Johnston talked to Veysey about his grandfather and he told him a few things. “But Alex was such a gentleman that if there was anything darker, perhaps he may not have wanted to say. He did say that they all drank a lot. He said that the subs’ bench would get through a crate of beer and a bottle of whisky every night.
“Those were different days. It’s good that it stopped; it was pretty hard on the families. So when my father was at home, his father worked nights, and then during the day would read a big stack of papers from all round the country, so the kids were obliged to be quiet. I guess Frank was grumpy as well, the way drinkers are. So my father just got out. He would go for long, long walks around the waterfront.”

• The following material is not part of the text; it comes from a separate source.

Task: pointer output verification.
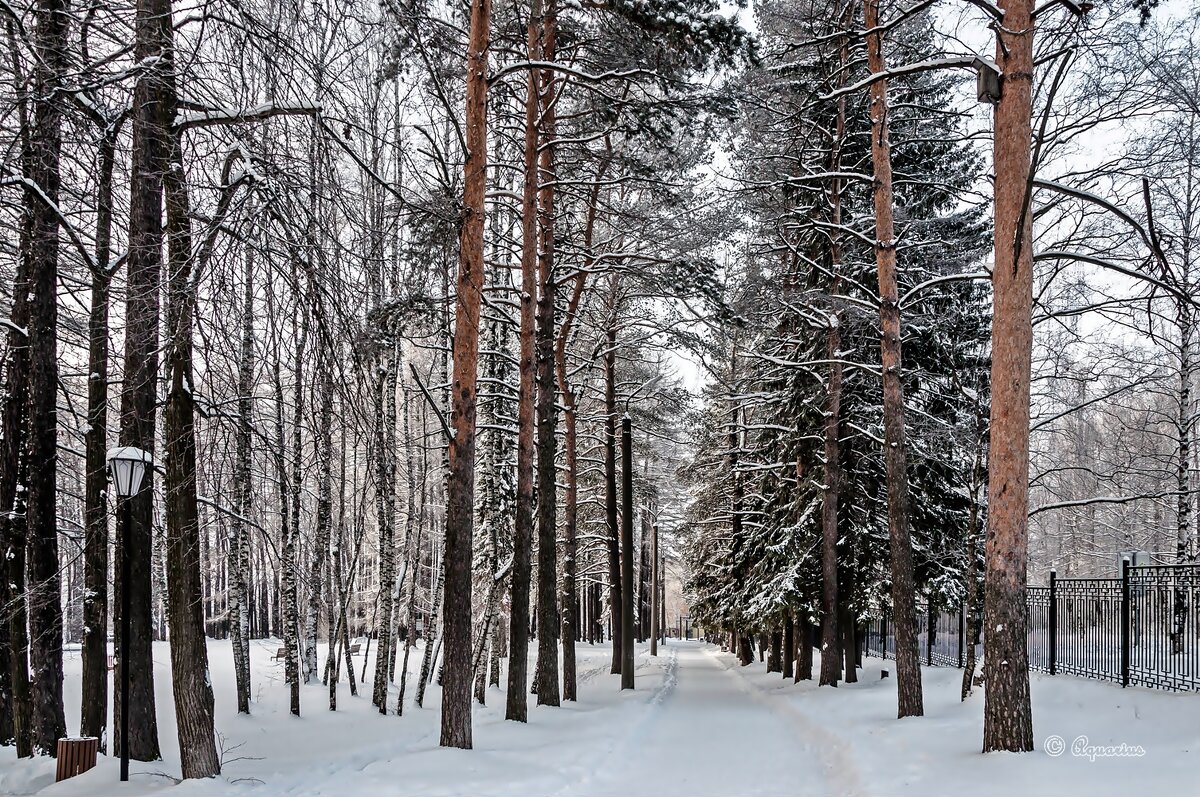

It occurred to Johnston as he was gathering poems for Sol “that the sun shone through a surprising number of them – the sun and that syllable, sol, which is also in the words solitude and consolation. It would be true to say that I’m preoccupied by the way each of us is essentially alone, in the sense that no one else can hear what we’re thinking, but also by the way language can bridge, however faultily, that gap between us. As for consolation, I like that way the word means that we seek solace – from whatever – together.”